Previous Attempts at Going Public
It is important to note that this is not Figure’s initial attempt at becoming a publicly traded company. The company had previously planned to list through a merger with a SPAC, Figure Acquisition Corp., but the deal was abandoned due to factors such as rising interest rates and redemption rates. The blank check company was subsequently delisted from the New York Stock Exchange.
Failed Merger with Homebridge
Figure, backed by investors like Apollo Global Management and Ribbit Capital, also failed to finalize a planned merger with mortgage lender Homebridge Financial Services in 2022, citing regulatory delays ten months after the initial announcement.
Timing and Market Trends
The IPO filing was anticipated by industry observers. Figure, having last secured $200 million in funding in 2021 at a $3.2 billion valuation, had announced weeks prior its confidential submission for an IPO. Furthermore, the timing aligns with a growing trend of crypto-related companies pursuing public listings, spurred by the successful debut of Circle Internet Group in June and the Trump administration’s strong support for the cryptocurrency sector and related legislation.
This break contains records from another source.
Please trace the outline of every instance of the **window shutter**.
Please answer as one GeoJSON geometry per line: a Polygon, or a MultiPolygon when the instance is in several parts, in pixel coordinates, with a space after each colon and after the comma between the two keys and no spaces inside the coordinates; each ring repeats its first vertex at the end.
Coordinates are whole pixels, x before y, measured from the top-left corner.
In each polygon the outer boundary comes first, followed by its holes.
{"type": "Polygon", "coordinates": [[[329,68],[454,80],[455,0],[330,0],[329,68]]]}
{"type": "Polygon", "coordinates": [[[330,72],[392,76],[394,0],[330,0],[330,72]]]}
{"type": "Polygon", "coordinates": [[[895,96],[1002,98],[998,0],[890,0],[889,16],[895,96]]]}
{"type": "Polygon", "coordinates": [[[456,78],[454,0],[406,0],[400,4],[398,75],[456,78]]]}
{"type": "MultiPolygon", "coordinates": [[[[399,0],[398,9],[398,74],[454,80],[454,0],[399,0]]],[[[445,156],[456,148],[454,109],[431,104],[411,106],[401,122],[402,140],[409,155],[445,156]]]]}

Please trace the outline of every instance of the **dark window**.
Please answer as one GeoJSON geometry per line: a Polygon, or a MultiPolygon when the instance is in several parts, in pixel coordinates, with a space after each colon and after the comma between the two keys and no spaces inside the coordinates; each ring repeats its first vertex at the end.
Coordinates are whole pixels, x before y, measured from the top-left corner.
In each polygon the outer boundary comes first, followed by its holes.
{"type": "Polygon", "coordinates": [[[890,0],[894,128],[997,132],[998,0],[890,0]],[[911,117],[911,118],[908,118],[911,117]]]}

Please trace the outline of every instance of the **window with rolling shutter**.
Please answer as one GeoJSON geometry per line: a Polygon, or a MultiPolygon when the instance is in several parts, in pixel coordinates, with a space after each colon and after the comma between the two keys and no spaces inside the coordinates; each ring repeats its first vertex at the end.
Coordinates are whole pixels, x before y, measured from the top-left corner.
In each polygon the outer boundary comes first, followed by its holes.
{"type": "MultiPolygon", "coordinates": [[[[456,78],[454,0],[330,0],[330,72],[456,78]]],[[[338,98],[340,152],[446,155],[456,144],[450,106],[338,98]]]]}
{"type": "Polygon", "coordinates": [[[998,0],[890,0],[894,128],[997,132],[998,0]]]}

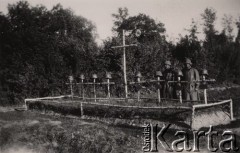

Positive Momentum in the Crypto Market
Circle’s shares experienced a surge of over 500% within the first two weeks of trading. Crypto exchange Bullish has further contributed to this momentum, with its shares more than doubling on its first day of trading last week.
On Friday, Gemini, the crypto exchange founded by the Winklevoss twins, filed for an IPO despite reporting a $282.5 million net loss in the first half of 2025.
Underwriters for the IPO
Goldman Sachs, Jefferies, and BofA Securities are serving as the lead bookrunners for Figure’s IPO. The number of shares offered and the price range have not yet been determined.